“De etiquette van winst en verlies” door Manuel Nepveu. Column van Schaakvereniging Promotie
“Voor de winst!” roep ik en mijn betere helft roept vervolgens hetzelfde. Het scrabbelspel wordt voor de dag gehaald. Ik win meestal. Dat heeft misschien met mijn woordenschat te maken, maar ook met het feit dat ik strategisch speel. Ik zie het woord “wekken” op het bord liggen en besef dat ik in de gaten moet houden of ik er “ver” voor kan leggen waardoor ik driemaal woordwaarde haal.

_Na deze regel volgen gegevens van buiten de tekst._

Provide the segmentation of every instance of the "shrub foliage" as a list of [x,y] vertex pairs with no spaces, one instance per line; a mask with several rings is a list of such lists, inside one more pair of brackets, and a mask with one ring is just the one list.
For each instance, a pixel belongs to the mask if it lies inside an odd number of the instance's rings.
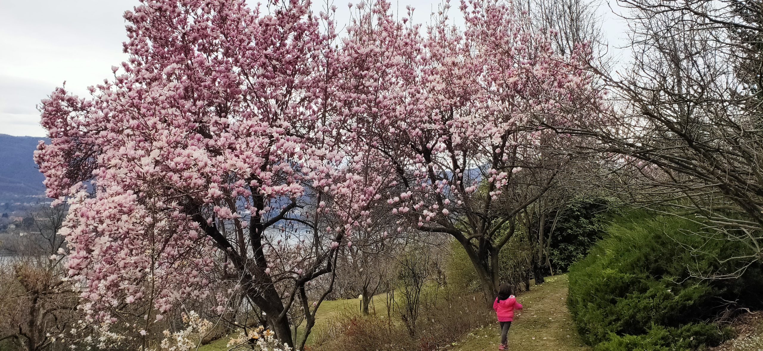
[[759,307],[759,266],[739,278],[707,279],[735,272],[740,262],[716,257],[745,249],[689,234],[702,232],[698,224],[635,212],[615,220],[608,232],[570,269],[568,304],[583,340],[597,351],[716,344],[729,332],[712,321],[742,306]]

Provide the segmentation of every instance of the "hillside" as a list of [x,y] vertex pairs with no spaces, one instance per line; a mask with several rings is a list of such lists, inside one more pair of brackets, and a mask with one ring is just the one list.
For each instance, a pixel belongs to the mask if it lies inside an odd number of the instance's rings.
[[0,202],[27,202],[44,194],[44,177],[32,159],[40,139],[0,134]]

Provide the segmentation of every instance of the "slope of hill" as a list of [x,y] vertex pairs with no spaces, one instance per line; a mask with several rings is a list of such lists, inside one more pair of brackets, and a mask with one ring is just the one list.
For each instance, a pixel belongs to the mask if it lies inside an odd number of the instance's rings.
[[24,202],[44,194],[44,177],[32,159],[42,139],[0,134],[0,202]]

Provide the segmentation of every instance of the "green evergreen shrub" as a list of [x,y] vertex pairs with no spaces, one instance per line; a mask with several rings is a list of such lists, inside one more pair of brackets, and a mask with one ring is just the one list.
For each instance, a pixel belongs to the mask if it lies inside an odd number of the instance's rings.
[[734,272],[738,262],[718,257],[745,252],[739,243],[691,235],[701,228],[640,211],[616,220],[570,269],[568,305],[583,340],[597,350],[695,349],[728,337],[707,324],[726,301],[759,308],[759,266],[737,279],[697,277]]

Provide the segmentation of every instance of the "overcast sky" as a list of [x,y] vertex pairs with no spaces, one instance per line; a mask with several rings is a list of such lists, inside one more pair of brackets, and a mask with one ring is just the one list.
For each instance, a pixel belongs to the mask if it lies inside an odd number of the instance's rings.
[[[400,0],[417,8],[414,20],[426,21],[440,0]],[[458,2],[452,1],[452,3]],[[43,137],[35,105],[53,89],[85,95],[85,88],[111,76],[122,53],[125,10],[137,0],[0,0],[0,134]],[[346,12],[345,2],[336,5]],[[395,0],[392,0],[396,4]],[[393,8],[395,8],[393,5]],[[602,7],[610,44],[622,40],[622,22]],[[458,16],[452,8],[451,17]],[[341,22],[342,14],[337,18]]]

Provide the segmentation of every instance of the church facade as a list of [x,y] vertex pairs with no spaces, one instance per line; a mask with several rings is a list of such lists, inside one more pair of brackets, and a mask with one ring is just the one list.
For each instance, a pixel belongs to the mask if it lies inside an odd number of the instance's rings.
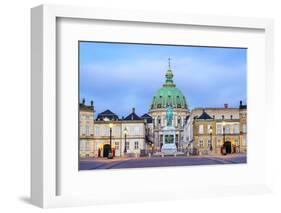
[[184,125],[187,116],[190,114],[185,96],[173,81],[174,75],[170,66],[165,77],[165,83],[153,96],[149,109],[149,115],[153,121],[153,135],[151,138],[155,149],[159,151],[163,145],[163,128],[167,126],[167,107],[172,106],[173,108],[172,126],[176,128],[176,145],[178,149],[182,149],[184,146]]
[[[195,155],[238,153],[247,151],[247,106],[194,108],[189,110],[186,97],[173,80],[170,68],[162,87],[152,97],[148,112],[120,118],[105,110],[94,119],[94,106],[80,103],[80,157],[106,157],[111,147],[113,155],[143,156],[161,152],[167,126],[175,129],[178,151]],[[172,119],[167,120],[167,108]],[[223,150],[222,150],[223,149]]]

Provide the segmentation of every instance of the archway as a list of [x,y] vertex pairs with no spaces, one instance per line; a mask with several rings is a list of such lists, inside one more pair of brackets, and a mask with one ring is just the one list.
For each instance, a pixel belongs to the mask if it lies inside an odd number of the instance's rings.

Dat bedenk ik terwijl ik niet over de nodige letters beschik, maar ik houd het in mijn achterhoofd.
Ook maak ik het soms expres onmogelijk dat mijn lieve huisgenote “op een rooie” komt, ook al zou ik iets kunnen leggen dat aanzienlijk meer punten oplevert. Ik scrabble zoals ik schaak.
“Hè, waarom gun je mij nou nooit eens wat!?” roept zij af en toe geërgerd uit.
Toen ik een jaar of vijftien was, kwam oom Louis bij mijn familie op bezoek. Oom Louis was weduwnaar; tante Annie was al ver voor mijn geboorte overleden. Het was de enige keer dat ik hem heb ontmoet, maar ik zal deze ontmoeting niet licht vergeten. Het bleek – hoe het ter sprake kwam weet ik niet meer – dat oom Louis zelf graag schaakte. En zo kwam het dat wij die middag tegenover elkaar zaten aan het schaakbord. Er kwam een eindspelletje op het bord: koning en pion tegen koning. Ik was de leidsman van de naakte koning. Oom kon winnen. Ik zag het, niet al te moeilijk natuurlijk. Maar wat gebeurt? Oom biedt remise aan. Ik accepteerde het en liet het uit mijn hoofd om eigenwijs op te merken dat hij had kunnen winnen. Ik weet namelijk zeker dat hij het ook zag, kan bijna niet anders. Maar oom wilde kennelijk niet van mij winnen. Dat is mij bijgebleven. Oom bood remise aan uit een soort van genade en ik voelde ik mij daar katterig bij. Als je niet wilt winnen, waarom schaak je dan? En zag ik er soms uit als een kleuter die gaat grienen als hij zijn meerdere moet erkennen in een ander, zijn “zin” niet krijgt? Speelde ik soms zo verschrikkelijk slecht dat hij mij een succesje in de schoot meende te moeten werpen? Ik voelde me opgelaten, niet serieus genomen. Oom zal in de verste verte niet de intentie hebben gehad om mij met zo’n gevoel van minderwaardigheid op te zadelen. En hij zal nooit hebben kunnen bevroeden dat ik me het voorval ruim vijftig jaar na dato nog herinner…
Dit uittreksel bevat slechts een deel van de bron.